Dr. Agnes Naa Momo Lartey, Minister for Gender, Children and Social Protection, said the institution will use mobile money, digital savings tools, and interoperable payment systems to serve women-owned micro enterprises that traditional collateral requirements have long shut out of the formal banking system.

Her remarks arrive as momentum builds behind a bank already backed by serious public money. Finance Minister Dr. Cassiel Ato Forson allocated GH₵401 million to the Women’s Development Bank (WDB) in Ghana’s 2026 national budget, stacking onto a GH₵51.3 million seed fund committed in 2025, with lending targeted across all 16 regions once the institution becomes fully operational.

Dr. Lartey told summit delegates that women dominate informal trade, agriculture, and small and medium enterprises (SMEs), yet structural barriers continue to limit their reach into digital marketplaces beyond their immediate communities. The WDB, she said, is specifically designed to close that gap by offering tailored credit products, reducing collateral dependency, and pairing financial access with business development support.

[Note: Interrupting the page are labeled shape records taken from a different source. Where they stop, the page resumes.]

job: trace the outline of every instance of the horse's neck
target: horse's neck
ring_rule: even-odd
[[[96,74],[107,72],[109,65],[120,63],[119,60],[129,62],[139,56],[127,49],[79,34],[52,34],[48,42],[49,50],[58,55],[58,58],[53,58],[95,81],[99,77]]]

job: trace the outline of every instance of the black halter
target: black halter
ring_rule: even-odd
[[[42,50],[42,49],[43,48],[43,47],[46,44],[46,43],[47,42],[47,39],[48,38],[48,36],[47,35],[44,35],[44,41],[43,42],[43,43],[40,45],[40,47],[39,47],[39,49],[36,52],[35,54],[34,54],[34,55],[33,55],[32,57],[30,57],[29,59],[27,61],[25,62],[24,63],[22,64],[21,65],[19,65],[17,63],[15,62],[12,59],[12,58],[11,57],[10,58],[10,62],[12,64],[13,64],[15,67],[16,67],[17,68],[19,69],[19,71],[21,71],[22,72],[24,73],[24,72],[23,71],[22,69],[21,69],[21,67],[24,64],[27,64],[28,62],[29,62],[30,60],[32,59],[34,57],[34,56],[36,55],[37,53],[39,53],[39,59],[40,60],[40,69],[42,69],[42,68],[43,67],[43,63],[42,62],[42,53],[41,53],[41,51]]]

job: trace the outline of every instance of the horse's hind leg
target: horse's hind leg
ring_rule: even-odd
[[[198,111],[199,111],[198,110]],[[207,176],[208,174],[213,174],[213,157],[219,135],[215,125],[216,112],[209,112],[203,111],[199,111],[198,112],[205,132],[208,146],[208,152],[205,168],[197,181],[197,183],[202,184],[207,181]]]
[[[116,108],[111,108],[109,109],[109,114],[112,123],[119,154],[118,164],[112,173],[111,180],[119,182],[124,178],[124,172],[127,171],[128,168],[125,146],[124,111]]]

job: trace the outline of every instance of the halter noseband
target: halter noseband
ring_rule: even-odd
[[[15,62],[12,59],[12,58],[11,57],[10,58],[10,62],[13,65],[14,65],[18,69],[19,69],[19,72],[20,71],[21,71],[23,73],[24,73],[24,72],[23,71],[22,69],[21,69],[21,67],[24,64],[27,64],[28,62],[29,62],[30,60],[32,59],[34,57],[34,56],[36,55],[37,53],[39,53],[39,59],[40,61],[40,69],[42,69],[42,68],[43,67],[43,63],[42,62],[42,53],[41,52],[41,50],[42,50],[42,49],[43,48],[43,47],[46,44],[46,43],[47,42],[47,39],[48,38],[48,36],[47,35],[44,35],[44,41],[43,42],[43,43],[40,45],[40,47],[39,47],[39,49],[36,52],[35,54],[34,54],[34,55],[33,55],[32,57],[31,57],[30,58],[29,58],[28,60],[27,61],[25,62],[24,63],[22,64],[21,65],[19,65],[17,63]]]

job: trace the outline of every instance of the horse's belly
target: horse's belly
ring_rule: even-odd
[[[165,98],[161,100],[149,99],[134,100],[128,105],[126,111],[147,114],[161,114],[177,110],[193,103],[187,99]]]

She referenced the Livelihood Empowerment Against Poverty (LEAP) programme as proof that policy-backed support produces measurable shifts in women’s economic standing, noting that many female-headed beneficiary households are already moving toward financial independence. The WDB, she argued, represents the next logical stage of that transition.

The minister grounded the bank’s ambitions in existing legislative architecture, pointing to the National Gender Policy and the Affirmative Action Act as frameworks designed to mainstream women’s participation in leadership, governance, and economic decision-making.

She commended the Bank of Ghana and Ghana Interbank Payment and Settlement Systems (GHIPSS) for driving conversations around innovation and financial inclusion that create the infrastructure the WDB will rely on.

“When women thrive, Africa thrives,” she said, framing the institution not as a conventional lender but as a development instrument intended to fundamentally reshape women’s economic participation across the continent.